Since the announcement is in english I belive no. It is probably just a trap

Yes

l nas bt7fl 3lek leh ya 3m :"""""D

Good point. They are hosting contest on yandex site, but that is their cheap way to catch you off guard. They will change your cf ratings

Of course it is!

And I'm not sure if it is the first contest hosted on yandex site.

if you send blind submission, then if you solve it correct, then the some amount of time is subtracted from your time .

One of the reasons to conduct a warm-up round is to make it possible for you to become familiar with TCM\Time rules.

Ok, so I switched my language to russian, and the time says 21:40. I still think the english version needs updating to clarify this though.

Yeah!

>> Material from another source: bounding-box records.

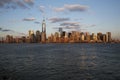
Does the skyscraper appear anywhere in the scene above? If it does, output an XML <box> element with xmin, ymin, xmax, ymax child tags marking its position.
<box><xmin>42</xmin><ymin>20</ymin><xmax>46</xmax><ymax>33</ymax></box>
<box><xmin>41</xmin><ymin>20</ymin><xmax>46</xmax><ymax>43</ymax></box>
<box><xmin>106</xmin><ymin>32</ymin><xmax>111</xmax><ymax>42</ymax></box>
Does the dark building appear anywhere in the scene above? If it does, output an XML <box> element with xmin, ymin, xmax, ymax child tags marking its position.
<box><xmin>36</xmin><ymin>31</ymin><xmax>41</xmax><ymax>43</ymax></box>
<box><xmin>41</xmin><ymin>20</ymin><xmax>46</xmax><ymax>43</ymax></box>
<box><xmin>106</xmin><ymin>32</ymin><xmax>111</xmax><ymax>42</ymax></box>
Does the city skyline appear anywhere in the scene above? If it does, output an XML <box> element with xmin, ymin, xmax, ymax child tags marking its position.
<box><xmin>0</xmin><ymin>0</ymin><xmax>120</xmax><ymax>39</ymax></box>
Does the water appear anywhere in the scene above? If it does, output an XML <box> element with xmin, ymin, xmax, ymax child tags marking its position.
<box><xmin>0</xmin><ymin>43</ymin><xmax>120</xmax><ymax>80</ymax></box>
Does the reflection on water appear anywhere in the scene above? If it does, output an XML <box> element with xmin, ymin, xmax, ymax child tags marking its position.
<box><xmin>0</xmin><ymin>44</ymin><xmax>120</xmax><ymax>80</ymax></box>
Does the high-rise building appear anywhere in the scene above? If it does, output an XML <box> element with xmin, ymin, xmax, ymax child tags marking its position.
<box><xmin>36</xmin><ymin>30</ymin><xmax>41</xmax><ymax>43</ymax></box>
<box><xmin>106</xmin><ymin>32</ymin><xmax>111</xmax><ymax>42</ymax></box>
<box><xmin>41</xmin><ymin>20</ymin><xmax>46</xmax><ymax>43</ymax></box>
<box><xmin>59</xmin><ymin>27</ymin><xmax>63</xmax><ymax>37</ymax></box>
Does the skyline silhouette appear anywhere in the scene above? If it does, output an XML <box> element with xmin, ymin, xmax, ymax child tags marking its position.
<box><xmin>0</xmin><ymin>0</ymin><xmax>120</xmax><ymax>39</ymax></box>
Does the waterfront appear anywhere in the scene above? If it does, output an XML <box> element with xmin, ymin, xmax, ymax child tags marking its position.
<box><xmin>0</xmin><ymin>43</ymin><xmax>120</xmax><ymax>80</ymax></box>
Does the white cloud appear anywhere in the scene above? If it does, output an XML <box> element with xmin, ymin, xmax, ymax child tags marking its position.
<box><xmin>23</xmin><ymin>17</ymin><xmax>35</xmax><ymax>21</ymax></box>
<box><xmin>49</xmin><ymin>17</ymin><xmax>70</xmax><ymax>23</ymax></box>
<box><xmin>39</xmin><ymin>6</ymin><xmax>45</xmax><ymax>13</ymax></box>
<box><xmin>53</xmin><ymin>4</ymin><xmax>89</xmax><ymax>12</ymax></box>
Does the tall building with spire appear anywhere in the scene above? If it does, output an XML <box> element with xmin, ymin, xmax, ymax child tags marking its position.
<box><xmin>41</xmin><ymin>20</ymin><xmax>46</xmax><ymax>43</ymax></box>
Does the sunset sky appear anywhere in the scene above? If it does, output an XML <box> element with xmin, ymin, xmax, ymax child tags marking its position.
<box><xmin>0</xmin><ymin>0</ymin><xmax>120</xmax><ymax>39</ymax></box>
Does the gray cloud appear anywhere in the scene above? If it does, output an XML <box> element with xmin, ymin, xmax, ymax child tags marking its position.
<box><xmin>0</xmin><ymin>0</ymin><xmax>34</xmax><ymax>9</ymax></box>
<box><xmin>49</xmin><ymin>17</ymin><xmax>70</xmax><ymax>23</ymax></box>
<box><xmin>23</xmin><ymin>18</ymin><xmax>35</xmax><ymax>21</ymax></box>
<box><xmin>0</xmin><ymin>28</ymin><xmax>26</xmax><ymax>35</ymax></box>
<box><xmin>53</xmin><ymin>4</ymin><xmax>89</xmax><ymax>12</ymax></box>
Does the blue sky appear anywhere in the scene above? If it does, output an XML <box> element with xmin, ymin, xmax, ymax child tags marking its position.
<box><xmin>0</xmin><ymin>0</ymin><xmax>120</xmax><ymax>39</ymax></box>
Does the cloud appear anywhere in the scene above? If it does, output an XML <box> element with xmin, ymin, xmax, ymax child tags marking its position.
<box><xmin>53</xmin><ymin>4</ymin><xmax>89</xmax><ymax>12</ymax></box>
<box><xmin>34</xmin><ymin>21</ymin><xmax>40</xmax><ymax>24</ymax></box>
<box><xmin>0</xmin><ymin>28</ymin><xmax>13</xmax><ymax>32</ymax></box>
<box><xmin>64</xmin><ymin>4</ymin><xmax>88</xmax><ymax>11</ymax></box>
<box><xmin>0</xmin><ymin>0</ymin><xmax>34</xmax><ymax>9</ymax></box>
<box><xmin>60</xmin><ymin>22</ymin><xmax>80</xmax><ymax>27</ymax></box>
<box><xmin>49</xmin><ymin>17</ymin><xmax>70</xmax><ymax>23</ymax></box>
<box><xmin>53</xmin><ymin>8</ymin><xmax>65</xmax><ymax>12</ymax></box>
<box><xmin>0</xmin><ymin>28</ymin><xmax>26</xmax><ymax>35</ymax></box>
<box><xmin>23</xmin><ymin>18</ymin><xmax>35</xmax><ymax>21</ymax></box>
<box><xmin>39</xmin><ymin>6</ymin><xmax>45</xmax><ymax>13</ymax></box>
<box><xmin>24</xmin><ymin>0</ymin><xmax>34</xmax><ymax>6</ymax></box>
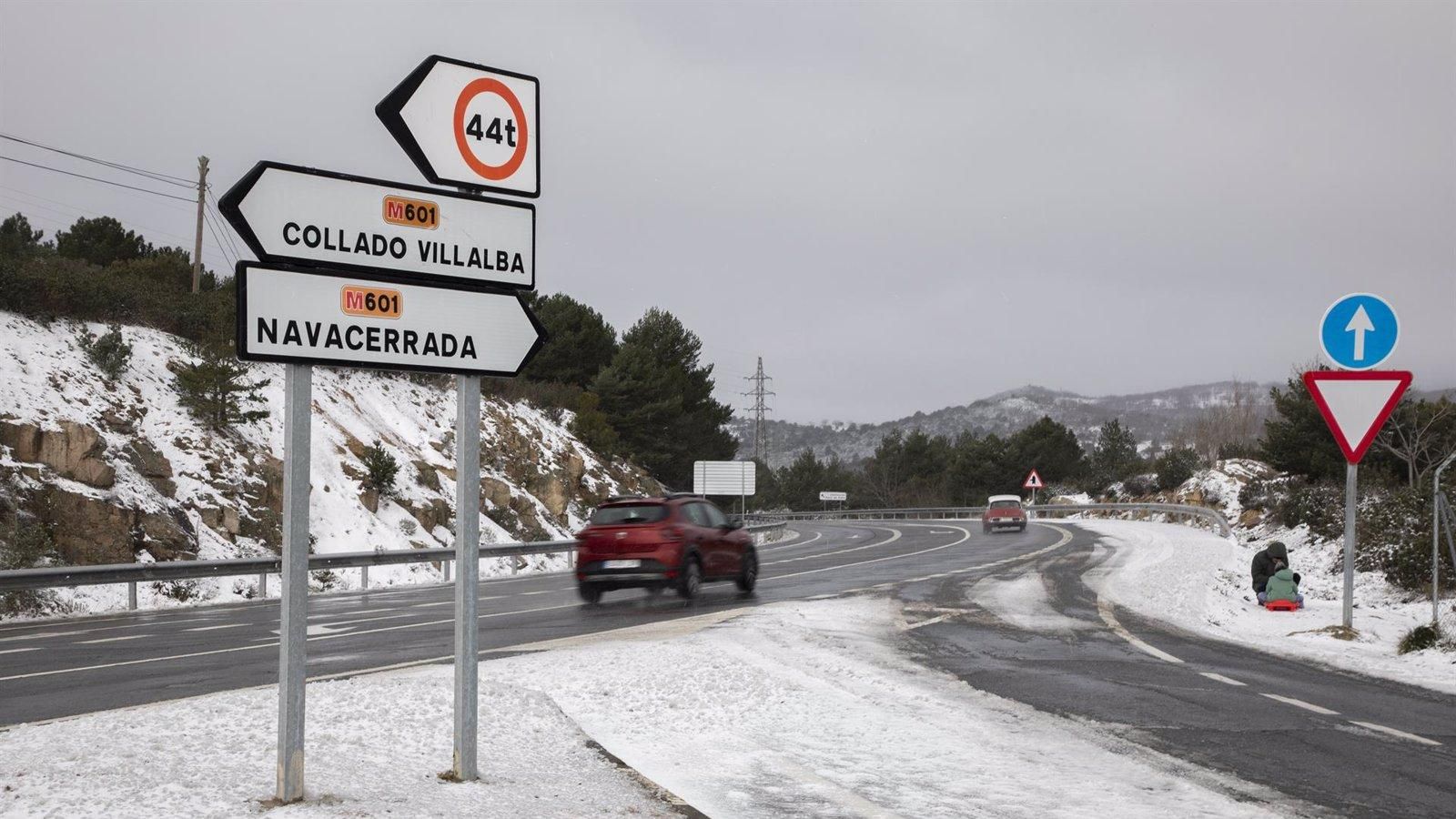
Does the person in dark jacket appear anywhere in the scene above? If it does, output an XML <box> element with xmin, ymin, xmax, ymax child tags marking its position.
<box><xmin>1249</xmin><ymin>541</ymin><xmax>1299</xmax><ymax>603</ymax></box>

Pls somebody clarify this ASAP. I'm giving the Yandex contest first time so don't know about how it works...

:) Looks like Yandex hired some good competitive programming engineers from Facebook.

brooo :D

I was able to persuade myself after staring at the screen that correct answer (except for n = 1) is Euler's totient function. No proof, but it worked.

A great hint for this problem:

Stern-Brocot tree

Simulate the process for small n and look up the sequence on OEIS.

The answer turns out to be phi(n). Can anyone explain why?

I was doing the same thing. Were you getting WA on test case 6?

I did the same and got WA at test 4 .

Checking whether all centers are collinear is enough. Probably you had a bug somewhere in your code.

I was just checking collinearity of the centers, because unless I am completely wrong, any line going through rectangle's center still splits it in two halves. But it didn't work.

Solution is check that all centers of mass* is on one line. But you should be carefull because centres can be same point

* for circle it is a centre, for rectangle it is { (x1 + x2 + x3 + x4) / 4, (y1 + y2 + y3 + y4) / 4 }

dp[i][mask1][mask2]

(Note that number of transitions (mask1, mask2) -> (mask2, mask3) for n = 7 is 18320)

I solved with DP and bitmasks.

Check all substrings of size 2 first, if palindromes are found, return lexicographically smallest one.

If not found, do same for size 3.

If not found, return -1.

You can show then for even n>=4, if palindrome exists, a palindrome of size 2 also exists.

And for odd n>=4, if palindrome exists, a palindrome of size 3 also exists.

Notice that you can first remove K - 1 sons of the root, which means you can remove their whole subtrees afterwards. The K-th removed son needs to be the last removed vertex overall — the situation for its subtree is the same as for the original subtree, so it can be solved recursively using some tree DP.

Besides that, there are some other sons of the root. These can't be removed at all, but we can remove K - 1 sons of each of them (with these sons' whole subtrees, just like above); the situation for the remaining sons' subtrees is the same again, so this can be done with another tree DP.

There are two tree DPs to compute in parallel: the max. number of removable vertices in the current subtree if the root needs to be removed last and if the root mustn't be removed.

Based on https://contest.yandex.com/algorithm2018/rules/ section 3 paragraph 3: yes

There are also qualification round

Don't fool yourself, you will definitely miss the ongoing rounds too and end up as a final round tester for the third time :)

Last year the editorial was published here in Codeforces, and in the schedule page, I think it'll be the same this year.